Former Florida Governor Jeb Bush, who finished fourth in Saturday’s primary in South Carolina, says he is suspending his campaign for the Republican presidential nomination.
Bush, who at one point appeared likely to become the Republican nominee until the sudden rise of rival Donald Trump, said he was “proud” of his campaign to advocate for conservative solutions. “But the people of Iowa, and New Hampshire, and South Carolina, have spoken, and I really respect their decision, so tonight I am suspending my campaign,” he told supporters.
Bush served as Governor of Florida between 1999 and 2007 and was for years mentioned as a possible candidate for the 2016 election. He officially launched his campaign with a speech at Miami Dade College in Florida in June 2015, but he had already indicated six months earlier that he was “actively exploring” a White House bid.

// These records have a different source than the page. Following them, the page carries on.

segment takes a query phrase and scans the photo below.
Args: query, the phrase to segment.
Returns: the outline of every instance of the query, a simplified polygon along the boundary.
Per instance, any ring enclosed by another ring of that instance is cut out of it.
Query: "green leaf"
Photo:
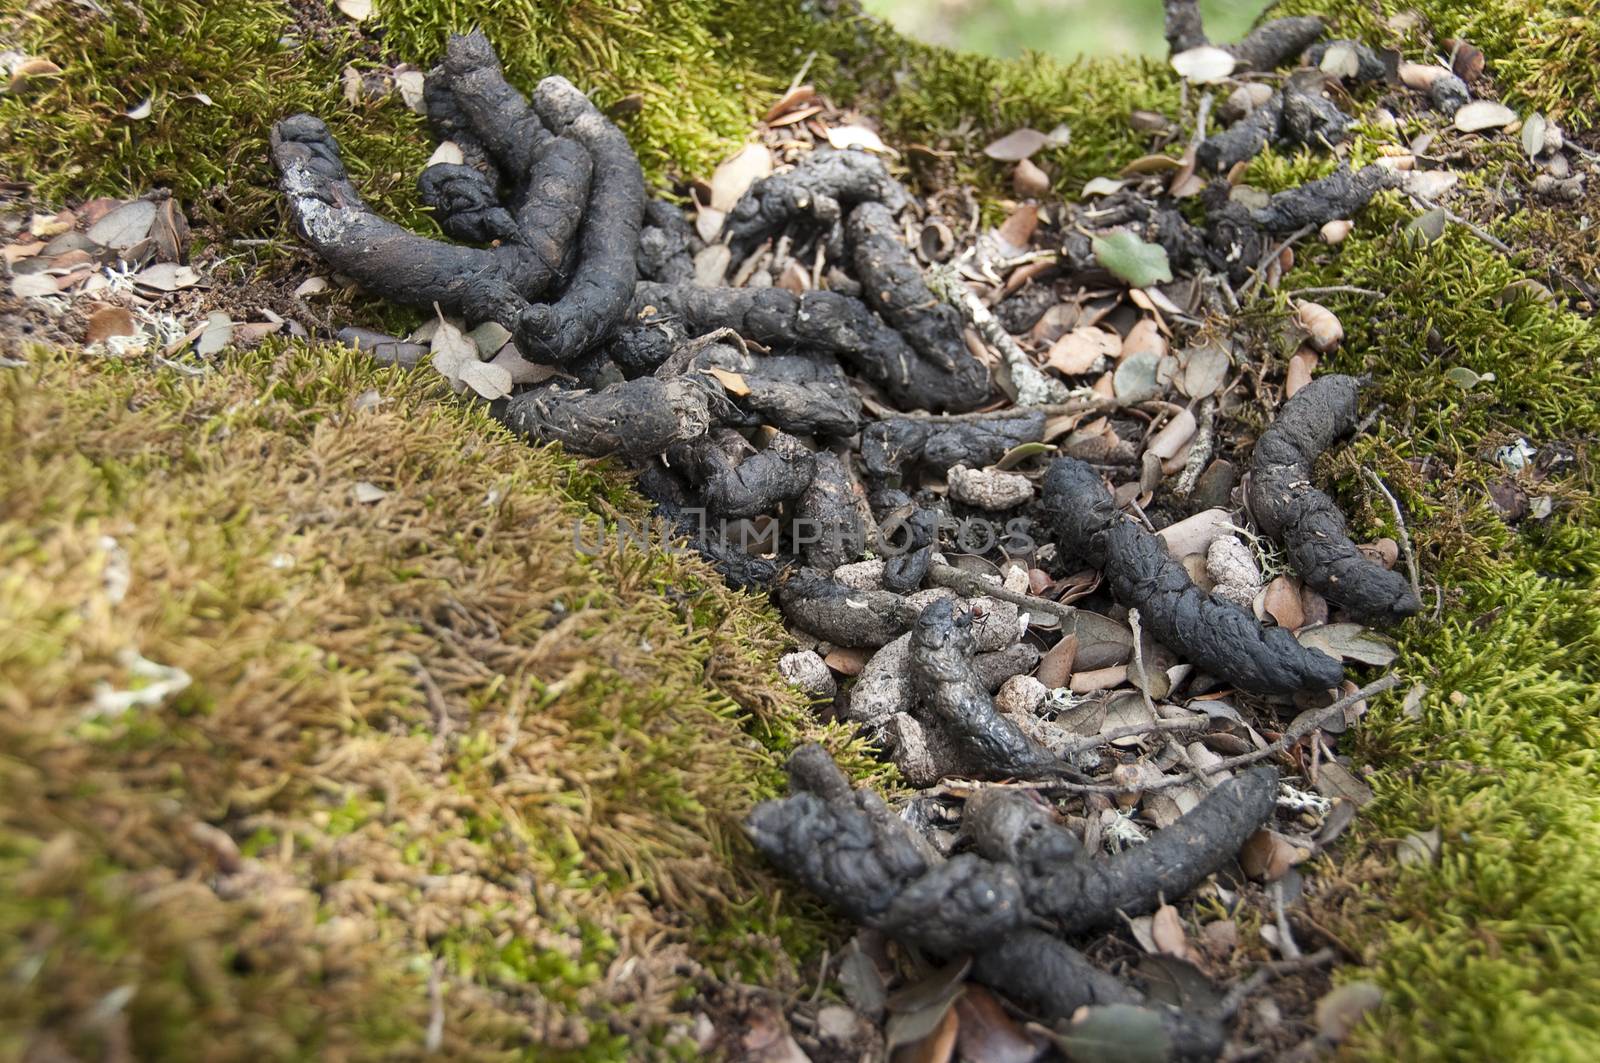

“When I began this journey in Miami, I committed that I would campaign as I would serve: Going everywhere, speaking to everyone, keeping my word, facing the issues without flinching, and staying true to what I believe,” Bush said. “For the better part of a year I’ve endeavored to do just exactly that. I’ve put forth a vision for America that includes all because our country deserves a president for everyone. The presidency is bigger than any one person, and it’s certainty bigger than any candidate.”

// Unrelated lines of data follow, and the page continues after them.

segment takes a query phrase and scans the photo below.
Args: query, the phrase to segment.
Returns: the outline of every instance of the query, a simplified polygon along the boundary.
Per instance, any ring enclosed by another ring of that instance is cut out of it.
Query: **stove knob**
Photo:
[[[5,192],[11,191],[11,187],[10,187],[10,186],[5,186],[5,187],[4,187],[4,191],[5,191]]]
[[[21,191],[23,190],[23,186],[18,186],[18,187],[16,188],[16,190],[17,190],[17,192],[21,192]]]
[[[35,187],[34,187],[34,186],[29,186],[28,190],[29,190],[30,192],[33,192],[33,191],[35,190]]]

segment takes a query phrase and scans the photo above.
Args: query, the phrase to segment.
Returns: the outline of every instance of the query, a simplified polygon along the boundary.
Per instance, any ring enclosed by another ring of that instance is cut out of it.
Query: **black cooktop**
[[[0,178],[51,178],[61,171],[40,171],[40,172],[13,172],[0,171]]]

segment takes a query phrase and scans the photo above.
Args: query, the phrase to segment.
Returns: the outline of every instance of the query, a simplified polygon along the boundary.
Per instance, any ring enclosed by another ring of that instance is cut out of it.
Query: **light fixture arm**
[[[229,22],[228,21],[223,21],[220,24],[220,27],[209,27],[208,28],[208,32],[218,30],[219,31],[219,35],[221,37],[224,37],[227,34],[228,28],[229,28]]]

Bush also appeared to hit out against Trump, who has repeatedly attacked him, though Bush did not mention Trump by name in Saturday’s speech. “I firmly believe the American people must entrust this office to someone who understands that whoever holds it, is a servant, not the master. Someone who will commit to that service with honor and decency.”

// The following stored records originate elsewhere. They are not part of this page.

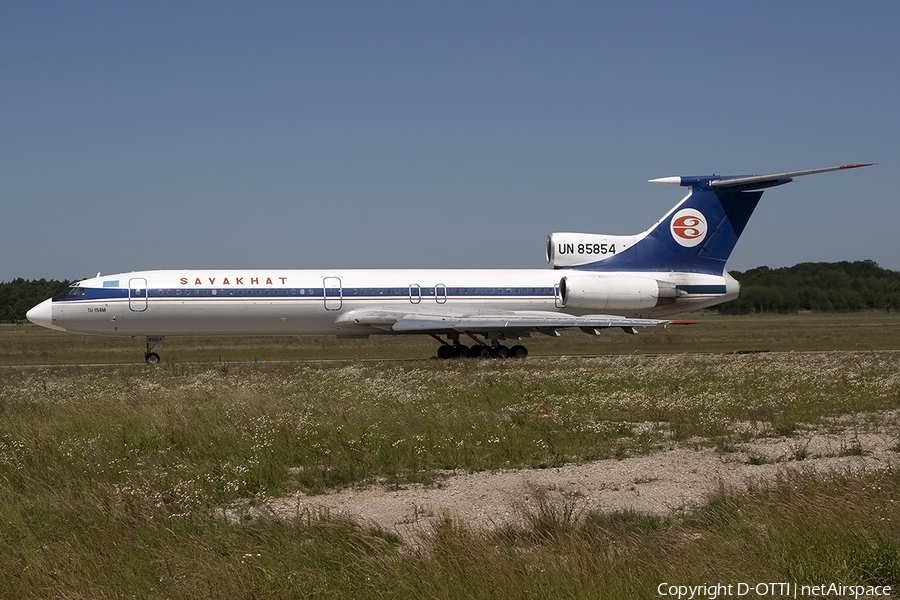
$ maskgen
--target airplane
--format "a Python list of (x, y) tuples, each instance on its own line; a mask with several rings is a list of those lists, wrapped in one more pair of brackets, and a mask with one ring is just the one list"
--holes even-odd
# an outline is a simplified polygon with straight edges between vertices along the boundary
[[(738, 297), (725, 262), (763, 192), (794, 177), (870, 164), (769, 175), (679, 176), (650, 183), (688, 194), (636, 235), (553, 233), (552, 269), (156, 270), (76, 282), (28, 311), (32, 323), (146, 338), (144, 358), (178, 335), (429, 335), (439, 358), (524, 358), (533, 333), (670, 323), (661, 317)], [(463, 341), (472, 340), (467, 346)]]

Amid continuing attacks from Trump who branded the former governor as “low energy”, Bush had failed to gain momentum during the presidential primaries, failing to win any significant support in either Iowa or New Hampshire. That scenario repeated itself on Saturday, when Bush finished fourth in South Carolina with only 7.9 percent of the vote, according to preliminary results. Trump won with 32.6 percent.